The Sudbury Star reports that the protest/ordination of several Roman Catholic women will take place in Toronto and in a church. Marie Bouclin, one of the women to be "ordained," says of the event, "I hope it will also send a message that oppression and discrimination against women is not the will of God." Her meaning is that the Catholic Church oppresses and discriminates against women. In her complaint against the Church's oppression and discrimination, Bouclin must also include the Church's divine founder, who chose an all-male group for his twelve apostles.

Ms. Bouclin isn't the simple "local woman" portrayed in the article. Instead, she's a published dissenting author. Still, she hasn't adequate knowledge of the history of the Catholic Church, which has seen women exalted to a degree unthinkable in pre- and non-Christian civilizations. The Church has produced the great orders of women religious and has revealed in the figure of the Mother of God the intimacy that humanity can achieve in relation to the Godhead.
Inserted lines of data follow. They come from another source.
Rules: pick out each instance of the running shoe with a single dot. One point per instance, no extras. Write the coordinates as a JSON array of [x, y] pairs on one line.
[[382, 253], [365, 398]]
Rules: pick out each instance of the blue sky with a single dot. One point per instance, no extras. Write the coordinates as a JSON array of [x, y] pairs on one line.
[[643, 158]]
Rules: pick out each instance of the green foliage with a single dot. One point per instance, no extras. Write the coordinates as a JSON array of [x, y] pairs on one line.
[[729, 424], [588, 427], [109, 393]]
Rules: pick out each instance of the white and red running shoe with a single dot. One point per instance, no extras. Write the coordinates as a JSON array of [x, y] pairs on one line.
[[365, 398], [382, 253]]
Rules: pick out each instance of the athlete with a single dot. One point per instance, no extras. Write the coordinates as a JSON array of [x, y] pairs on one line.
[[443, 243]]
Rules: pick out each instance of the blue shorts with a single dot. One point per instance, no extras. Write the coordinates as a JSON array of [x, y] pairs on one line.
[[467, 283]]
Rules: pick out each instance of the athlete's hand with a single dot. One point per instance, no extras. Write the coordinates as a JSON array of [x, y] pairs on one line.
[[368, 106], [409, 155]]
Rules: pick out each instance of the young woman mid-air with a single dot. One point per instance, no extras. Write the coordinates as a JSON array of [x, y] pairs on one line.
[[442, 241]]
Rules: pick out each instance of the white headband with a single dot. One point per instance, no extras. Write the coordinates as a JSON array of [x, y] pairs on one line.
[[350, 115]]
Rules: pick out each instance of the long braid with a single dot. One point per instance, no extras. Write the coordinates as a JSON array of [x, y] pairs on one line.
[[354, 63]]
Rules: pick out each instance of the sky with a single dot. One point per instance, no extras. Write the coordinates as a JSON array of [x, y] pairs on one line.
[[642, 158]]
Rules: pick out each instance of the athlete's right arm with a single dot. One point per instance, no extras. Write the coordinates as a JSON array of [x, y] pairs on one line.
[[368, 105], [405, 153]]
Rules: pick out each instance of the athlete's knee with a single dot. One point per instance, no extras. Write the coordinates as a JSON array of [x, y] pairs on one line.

As an antidote to Bouclin and the Womenpriests organization, it's useful to read the CDF's 2004 letter "On the Collaboration of Men and Women in the Church and in the World." In this letter, Cardinal Ratzinger repeats the Catholic teaching that while men and women share an axiological equality with regard to their calling to eternal salvation, they nonetheless differ in an absolute way because of the natural characteristics of sex in their respective human natures. Today, when seemingly every religious and secular venue denies the essential natures of things, the CDF offers a reminder of the gifts and limitations that men and women possess in a fundamental way.